[ARIN-consult] Consultation on Implementing Single Transferrable Voting for ARIN Elections

Richard Laager rlaager at wiktel.com
Fri Jan 7 14:48:24 EST 2022


On 1/7/22 1:24 PM, William Herrin wrote:
> On Fri, Jan 7, 2022 at 11:15 AM Richard Laager <rlaager at wiktel.com> wrote:
>> On 1/7/22 12:33 PM, William Herrin wrote:
>>> When I see a voting system like STV which allows for the election
>>> of the candidate most opposed by a clear majority of voters, alarm
>>> bells ring. It's an obviously incorrect outcome that shouldn't be
>>> possible.
>>
>> "most opposed" isn't necessarily what's going on. For example, imagine a
>> ballot with candidates that are very similar and the electorate is okay
>> with all of them.

> Refer to my prior post in which an example of "most opposed" is
> readily inferred.
> https://lists.arin.net/pipermail/arin-consult/2022-January/001507.html

I'm aware of your example and that's exactly my point.

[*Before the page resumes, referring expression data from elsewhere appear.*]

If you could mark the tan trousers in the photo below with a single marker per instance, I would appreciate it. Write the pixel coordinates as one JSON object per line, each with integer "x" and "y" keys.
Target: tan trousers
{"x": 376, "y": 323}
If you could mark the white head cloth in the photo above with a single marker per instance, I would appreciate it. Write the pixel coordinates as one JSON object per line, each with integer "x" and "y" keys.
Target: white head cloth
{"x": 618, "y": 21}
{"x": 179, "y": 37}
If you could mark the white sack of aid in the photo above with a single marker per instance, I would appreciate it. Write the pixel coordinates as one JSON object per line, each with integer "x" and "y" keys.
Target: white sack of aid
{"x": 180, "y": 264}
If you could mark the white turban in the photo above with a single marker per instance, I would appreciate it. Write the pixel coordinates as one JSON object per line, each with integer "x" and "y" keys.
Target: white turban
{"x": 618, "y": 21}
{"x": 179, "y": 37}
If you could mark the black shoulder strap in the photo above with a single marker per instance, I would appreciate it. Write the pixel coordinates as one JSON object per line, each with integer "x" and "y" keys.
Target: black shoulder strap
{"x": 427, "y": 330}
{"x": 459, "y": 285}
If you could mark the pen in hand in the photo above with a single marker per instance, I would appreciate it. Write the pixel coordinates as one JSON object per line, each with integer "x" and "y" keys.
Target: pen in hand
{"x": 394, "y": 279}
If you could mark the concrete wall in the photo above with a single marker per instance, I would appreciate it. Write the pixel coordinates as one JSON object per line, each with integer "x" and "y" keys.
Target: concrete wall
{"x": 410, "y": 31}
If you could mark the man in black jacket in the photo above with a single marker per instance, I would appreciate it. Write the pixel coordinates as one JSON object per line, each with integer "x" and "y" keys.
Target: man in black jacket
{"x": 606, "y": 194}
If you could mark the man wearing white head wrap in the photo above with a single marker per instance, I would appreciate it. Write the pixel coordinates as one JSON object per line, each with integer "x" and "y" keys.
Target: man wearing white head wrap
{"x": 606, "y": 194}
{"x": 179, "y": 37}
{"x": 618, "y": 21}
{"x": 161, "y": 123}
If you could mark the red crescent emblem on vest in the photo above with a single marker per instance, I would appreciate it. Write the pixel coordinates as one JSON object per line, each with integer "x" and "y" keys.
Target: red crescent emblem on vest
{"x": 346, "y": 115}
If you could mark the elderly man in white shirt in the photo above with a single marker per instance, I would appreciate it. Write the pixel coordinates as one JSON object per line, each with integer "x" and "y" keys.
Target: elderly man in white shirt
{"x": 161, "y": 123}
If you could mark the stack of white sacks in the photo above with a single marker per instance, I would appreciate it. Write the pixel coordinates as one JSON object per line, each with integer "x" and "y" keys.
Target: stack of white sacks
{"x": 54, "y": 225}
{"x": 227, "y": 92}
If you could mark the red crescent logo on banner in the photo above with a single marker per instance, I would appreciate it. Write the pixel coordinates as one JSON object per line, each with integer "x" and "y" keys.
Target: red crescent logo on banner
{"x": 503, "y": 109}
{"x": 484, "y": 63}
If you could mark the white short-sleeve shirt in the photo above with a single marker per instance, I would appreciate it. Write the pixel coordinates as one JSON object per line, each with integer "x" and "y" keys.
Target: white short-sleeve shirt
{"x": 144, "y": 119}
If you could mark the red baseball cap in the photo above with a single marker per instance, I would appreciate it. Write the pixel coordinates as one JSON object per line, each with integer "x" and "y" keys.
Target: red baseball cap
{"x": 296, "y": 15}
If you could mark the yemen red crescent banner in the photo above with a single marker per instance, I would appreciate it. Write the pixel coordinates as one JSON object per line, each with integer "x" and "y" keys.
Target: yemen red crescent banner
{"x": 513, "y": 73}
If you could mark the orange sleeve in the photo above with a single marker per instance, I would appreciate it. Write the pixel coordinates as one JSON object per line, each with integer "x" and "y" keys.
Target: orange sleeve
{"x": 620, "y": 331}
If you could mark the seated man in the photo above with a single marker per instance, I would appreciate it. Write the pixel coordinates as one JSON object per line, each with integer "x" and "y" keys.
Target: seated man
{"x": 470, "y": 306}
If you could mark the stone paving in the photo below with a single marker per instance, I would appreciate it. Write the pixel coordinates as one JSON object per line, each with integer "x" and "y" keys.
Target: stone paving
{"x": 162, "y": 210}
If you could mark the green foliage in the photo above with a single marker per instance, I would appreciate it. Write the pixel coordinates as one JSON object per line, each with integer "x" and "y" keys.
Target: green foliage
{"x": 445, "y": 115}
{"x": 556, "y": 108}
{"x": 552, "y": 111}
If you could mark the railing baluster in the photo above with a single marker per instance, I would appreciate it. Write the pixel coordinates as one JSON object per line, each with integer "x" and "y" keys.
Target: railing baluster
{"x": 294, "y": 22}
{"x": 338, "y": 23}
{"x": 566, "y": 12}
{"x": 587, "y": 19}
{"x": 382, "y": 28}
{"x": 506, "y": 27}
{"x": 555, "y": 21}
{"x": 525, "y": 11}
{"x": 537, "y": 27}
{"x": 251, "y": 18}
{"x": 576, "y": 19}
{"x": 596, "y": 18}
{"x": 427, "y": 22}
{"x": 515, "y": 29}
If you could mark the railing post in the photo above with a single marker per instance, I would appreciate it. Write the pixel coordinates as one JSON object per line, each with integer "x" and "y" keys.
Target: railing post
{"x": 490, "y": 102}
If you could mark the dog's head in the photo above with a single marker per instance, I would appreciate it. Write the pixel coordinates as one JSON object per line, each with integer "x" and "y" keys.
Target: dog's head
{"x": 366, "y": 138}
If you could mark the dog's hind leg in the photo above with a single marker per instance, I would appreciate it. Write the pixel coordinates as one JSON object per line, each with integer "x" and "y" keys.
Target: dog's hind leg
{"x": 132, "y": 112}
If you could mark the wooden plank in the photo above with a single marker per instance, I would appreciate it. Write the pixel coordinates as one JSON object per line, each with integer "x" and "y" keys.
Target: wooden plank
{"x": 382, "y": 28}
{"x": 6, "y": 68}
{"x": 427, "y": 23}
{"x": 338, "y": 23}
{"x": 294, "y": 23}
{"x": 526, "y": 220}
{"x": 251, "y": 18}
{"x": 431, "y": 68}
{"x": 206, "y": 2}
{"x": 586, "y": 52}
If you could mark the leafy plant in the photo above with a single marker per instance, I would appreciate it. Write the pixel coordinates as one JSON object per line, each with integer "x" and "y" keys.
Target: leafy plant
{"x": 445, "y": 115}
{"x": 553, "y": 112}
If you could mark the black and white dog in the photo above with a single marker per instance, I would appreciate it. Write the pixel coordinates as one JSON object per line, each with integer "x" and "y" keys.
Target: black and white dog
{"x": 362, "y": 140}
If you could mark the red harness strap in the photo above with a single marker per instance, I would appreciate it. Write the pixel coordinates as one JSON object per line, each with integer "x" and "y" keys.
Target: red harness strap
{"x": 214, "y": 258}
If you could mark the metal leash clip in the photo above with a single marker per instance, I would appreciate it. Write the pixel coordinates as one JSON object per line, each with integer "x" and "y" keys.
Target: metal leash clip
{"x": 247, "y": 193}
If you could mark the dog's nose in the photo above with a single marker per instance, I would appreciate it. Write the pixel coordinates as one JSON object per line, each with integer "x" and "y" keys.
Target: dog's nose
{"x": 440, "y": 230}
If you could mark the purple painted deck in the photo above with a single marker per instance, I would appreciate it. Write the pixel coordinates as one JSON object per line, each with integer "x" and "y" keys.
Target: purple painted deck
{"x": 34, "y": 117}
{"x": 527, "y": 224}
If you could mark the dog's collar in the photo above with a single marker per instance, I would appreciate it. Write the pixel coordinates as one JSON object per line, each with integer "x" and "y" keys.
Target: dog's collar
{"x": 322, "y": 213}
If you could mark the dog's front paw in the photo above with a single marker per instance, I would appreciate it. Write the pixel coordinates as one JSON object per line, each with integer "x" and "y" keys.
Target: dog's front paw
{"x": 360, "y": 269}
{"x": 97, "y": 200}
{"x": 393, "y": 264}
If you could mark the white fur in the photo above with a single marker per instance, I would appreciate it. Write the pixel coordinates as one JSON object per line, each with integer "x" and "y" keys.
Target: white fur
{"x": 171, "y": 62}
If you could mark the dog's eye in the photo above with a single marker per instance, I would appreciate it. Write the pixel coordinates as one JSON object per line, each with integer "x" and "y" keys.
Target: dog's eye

Looking at the percentage numbers (I don't have time to dig up Condorcet 
voting software and run the example through it), candidates 2, 3, and 4 
could easily be clones. (Clones is a voting system term of art.)

If they're clones, the electorate split across those candidates nearly 
evenly (21%, 20%, 19%), because they are pretty much the same. In that 
case, a good voting system should elect some of them. This a feature, 
not a bug:
https://en.wikipedia.org/wiki/Independence_of_clones_criterion


Take your vote counts, replace 2/3/4 with "C" (for clone), keep only the 
highest C in each line, and combine together. You get:

30% 1, C, 5
60% C, 1, 5
10% 5, C, 1

The cloned candidate was clearly preferred.